From 2008, Babajanyan began to photograph women on the streets of Yerevan who distinguished themselves with their bright and unrestrained clothing. This developed as a project she called Inlandish, a neologism she used in opposition to the word outlandish, in which she explored how the women's inner lives manifested in their exterior world.

In 2009, Babajanyan began a project documenting the survivors of the Gyumri earthquake. Even twenty years after, nearly 4000 families were living in metal self-built shacks called domiks. These had no electricity or water supplies and were so ramshackle that another temblor would shatter them. Her pictures were exhibited in December 2009, in Yerevan.
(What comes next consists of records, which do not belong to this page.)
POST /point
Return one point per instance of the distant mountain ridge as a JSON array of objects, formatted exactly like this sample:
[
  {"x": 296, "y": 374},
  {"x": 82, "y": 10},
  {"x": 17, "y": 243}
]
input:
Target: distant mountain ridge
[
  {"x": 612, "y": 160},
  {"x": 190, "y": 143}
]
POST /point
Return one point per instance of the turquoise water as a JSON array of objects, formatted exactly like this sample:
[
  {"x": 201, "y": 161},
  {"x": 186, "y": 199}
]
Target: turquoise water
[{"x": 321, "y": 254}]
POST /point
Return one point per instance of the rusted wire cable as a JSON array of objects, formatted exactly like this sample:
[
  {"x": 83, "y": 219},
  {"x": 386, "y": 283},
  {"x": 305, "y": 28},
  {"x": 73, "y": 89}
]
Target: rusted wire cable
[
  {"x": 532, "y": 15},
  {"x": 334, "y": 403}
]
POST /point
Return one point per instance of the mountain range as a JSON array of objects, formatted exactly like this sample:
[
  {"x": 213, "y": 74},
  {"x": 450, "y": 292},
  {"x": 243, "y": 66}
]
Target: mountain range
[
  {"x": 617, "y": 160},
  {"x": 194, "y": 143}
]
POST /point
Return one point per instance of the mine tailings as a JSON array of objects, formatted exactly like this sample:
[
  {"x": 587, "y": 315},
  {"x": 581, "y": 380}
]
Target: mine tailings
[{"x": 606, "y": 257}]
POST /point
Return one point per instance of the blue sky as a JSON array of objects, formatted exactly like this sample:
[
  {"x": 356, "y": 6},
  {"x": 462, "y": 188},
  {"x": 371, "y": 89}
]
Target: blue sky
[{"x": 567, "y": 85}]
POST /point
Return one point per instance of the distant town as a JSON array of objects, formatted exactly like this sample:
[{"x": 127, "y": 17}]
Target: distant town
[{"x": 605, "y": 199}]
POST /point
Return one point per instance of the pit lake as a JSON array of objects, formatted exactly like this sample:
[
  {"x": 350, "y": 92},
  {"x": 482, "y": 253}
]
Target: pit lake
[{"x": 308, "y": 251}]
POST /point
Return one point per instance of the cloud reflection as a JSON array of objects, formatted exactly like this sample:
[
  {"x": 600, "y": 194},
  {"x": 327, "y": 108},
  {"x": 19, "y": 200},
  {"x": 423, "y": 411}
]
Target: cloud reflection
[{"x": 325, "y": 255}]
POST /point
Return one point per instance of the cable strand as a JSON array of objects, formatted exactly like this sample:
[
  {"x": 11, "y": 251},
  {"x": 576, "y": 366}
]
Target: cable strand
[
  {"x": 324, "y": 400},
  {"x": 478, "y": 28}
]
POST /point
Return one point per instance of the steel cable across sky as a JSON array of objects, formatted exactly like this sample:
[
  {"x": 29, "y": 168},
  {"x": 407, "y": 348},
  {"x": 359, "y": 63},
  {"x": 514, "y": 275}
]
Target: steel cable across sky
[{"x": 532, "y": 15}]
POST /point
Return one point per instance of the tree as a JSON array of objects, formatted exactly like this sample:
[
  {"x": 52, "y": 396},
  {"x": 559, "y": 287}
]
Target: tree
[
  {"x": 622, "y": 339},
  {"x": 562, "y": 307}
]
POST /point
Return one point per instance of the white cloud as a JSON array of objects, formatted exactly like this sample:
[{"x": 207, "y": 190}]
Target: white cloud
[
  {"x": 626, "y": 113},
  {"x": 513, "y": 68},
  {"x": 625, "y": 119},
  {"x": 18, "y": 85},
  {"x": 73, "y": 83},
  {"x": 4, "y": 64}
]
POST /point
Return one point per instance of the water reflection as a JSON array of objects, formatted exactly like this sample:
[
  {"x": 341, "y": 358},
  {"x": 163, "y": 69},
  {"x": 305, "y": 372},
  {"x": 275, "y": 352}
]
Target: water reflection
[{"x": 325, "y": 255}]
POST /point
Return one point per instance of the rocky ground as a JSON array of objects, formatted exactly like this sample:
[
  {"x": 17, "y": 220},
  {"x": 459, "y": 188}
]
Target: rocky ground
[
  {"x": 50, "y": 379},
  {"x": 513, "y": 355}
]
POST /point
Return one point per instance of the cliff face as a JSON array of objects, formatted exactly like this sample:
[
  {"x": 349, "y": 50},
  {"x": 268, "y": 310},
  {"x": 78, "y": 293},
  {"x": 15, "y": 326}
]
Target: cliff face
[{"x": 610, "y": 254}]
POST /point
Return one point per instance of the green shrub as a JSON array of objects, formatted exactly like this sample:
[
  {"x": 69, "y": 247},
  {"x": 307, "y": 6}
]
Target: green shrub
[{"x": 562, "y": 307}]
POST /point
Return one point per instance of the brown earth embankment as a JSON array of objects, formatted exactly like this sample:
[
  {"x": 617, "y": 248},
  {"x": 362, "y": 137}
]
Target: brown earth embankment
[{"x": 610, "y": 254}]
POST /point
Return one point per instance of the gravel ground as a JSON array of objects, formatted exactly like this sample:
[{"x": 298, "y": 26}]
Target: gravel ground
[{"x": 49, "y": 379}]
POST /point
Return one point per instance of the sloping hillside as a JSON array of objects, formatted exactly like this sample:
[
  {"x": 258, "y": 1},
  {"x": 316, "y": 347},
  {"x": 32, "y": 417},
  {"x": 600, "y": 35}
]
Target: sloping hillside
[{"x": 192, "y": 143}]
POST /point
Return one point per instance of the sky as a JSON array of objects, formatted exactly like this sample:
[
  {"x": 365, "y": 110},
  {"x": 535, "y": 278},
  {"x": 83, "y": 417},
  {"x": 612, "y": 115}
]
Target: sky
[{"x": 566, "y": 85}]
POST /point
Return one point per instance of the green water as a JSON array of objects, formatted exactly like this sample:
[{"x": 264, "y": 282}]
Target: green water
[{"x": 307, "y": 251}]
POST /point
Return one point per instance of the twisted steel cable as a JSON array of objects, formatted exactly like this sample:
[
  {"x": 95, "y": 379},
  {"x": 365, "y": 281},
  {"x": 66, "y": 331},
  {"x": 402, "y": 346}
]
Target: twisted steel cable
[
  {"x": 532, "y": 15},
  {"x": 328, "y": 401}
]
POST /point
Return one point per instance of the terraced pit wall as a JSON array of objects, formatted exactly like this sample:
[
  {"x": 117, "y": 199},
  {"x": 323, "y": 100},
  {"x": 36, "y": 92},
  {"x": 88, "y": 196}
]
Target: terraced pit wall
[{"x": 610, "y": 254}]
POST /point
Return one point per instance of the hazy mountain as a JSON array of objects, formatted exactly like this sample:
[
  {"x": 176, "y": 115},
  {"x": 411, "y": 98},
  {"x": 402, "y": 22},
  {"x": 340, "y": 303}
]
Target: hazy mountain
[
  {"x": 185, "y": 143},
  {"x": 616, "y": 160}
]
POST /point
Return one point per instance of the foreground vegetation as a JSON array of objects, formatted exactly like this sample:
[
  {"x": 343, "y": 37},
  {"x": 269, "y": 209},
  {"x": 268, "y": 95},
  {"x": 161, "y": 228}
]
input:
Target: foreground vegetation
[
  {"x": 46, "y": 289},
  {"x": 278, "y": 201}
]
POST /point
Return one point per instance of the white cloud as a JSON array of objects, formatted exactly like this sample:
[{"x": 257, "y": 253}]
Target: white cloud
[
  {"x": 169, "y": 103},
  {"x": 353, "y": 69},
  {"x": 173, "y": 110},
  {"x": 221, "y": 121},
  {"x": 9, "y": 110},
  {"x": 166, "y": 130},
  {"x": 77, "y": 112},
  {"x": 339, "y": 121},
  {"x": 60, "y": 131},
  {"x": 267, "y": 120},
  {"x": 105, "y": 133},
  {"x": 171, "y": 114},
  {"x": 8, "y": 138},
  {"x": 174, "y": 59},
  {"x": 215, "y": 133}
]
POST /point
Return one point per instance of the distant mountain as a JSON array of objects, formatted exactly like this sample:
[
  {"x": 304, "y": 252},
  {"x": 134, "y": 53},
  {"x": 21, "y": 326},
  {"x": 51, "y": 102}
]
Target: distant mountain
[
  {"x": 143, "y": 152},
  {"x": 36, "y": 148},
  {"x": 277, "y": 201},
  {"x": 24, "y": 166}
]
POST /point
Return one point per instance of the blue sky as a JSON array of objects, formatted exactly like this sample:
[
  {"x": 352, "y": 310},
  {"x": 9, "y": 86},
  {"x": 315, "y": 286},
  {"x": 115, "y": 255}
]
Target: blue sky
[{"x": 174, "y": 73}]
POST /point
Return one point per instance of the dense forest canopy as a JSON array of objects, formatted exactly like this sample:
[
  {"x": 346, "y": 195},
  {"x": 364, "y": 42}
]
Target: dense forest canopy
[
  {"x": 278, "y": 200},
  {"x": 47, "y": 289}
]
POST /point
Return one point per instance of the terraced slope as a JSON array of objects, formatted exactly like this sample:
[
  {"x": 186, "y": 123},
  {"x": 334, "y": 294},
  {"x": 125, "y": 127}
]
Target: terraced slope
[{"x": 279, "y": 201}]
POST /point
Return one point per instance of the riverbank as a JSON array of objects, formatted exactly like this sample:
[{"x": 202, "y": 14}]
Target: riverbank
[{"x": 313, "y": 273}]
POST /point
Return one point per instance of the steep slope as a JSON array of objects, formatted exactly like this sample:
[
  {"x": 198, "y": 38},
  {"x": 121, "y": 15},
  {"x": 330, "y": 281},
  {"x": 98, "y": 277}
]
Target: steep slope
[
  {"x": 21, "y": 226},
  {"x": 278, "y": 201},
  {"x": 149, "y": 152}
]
Babajanyan co-founded the women's photography collective 4Plus in 2013. A joint exhibition, mOther Armenia, with ten photographers was one of the first projects of 4Plus. Inspired by and in opposition to the Mother Armenia statue in Yerevan's Victory Park that symbolised reverence for women, each of the ten collections exposed different issues faced by women in the country. Babajanyan also began a long-term project documenting the migration of Armenian women to Turkey for work.

In 2016, Babajanyan began a project to document the experiences of Syrian Armenians who fled the Syrian Civil War to Yerevan. While the Armenian government acted speedily to give citizenship to the refugees, their economic situation remained precarious, with both jobs and official housing in short supply. Babajanyan's photographs showed the domestic lives of the refugees. In particular, she showed the artefacts of significance that they brought with them to remember their previous lives. She, along with John Stanmeyer and Serra Akcan, started Bridging Stories, a photography training programme for Turks and Armenians to take and share pictures of their daily life on Instagram, in order to promote understanding between their peoples.

In 2017, Babajanyan travelled in Ivory Coast, where she documented the people's belief in the mystical powers of twins. Identically dressed siblings would mill about near mosques, and passers-by would give them money in return for a blessing. A photo series was exhibited in Abidjan. She also appeared in Levison Wood's television programme From Russia to Iran, where she guided him into Nagorno-Karabakh.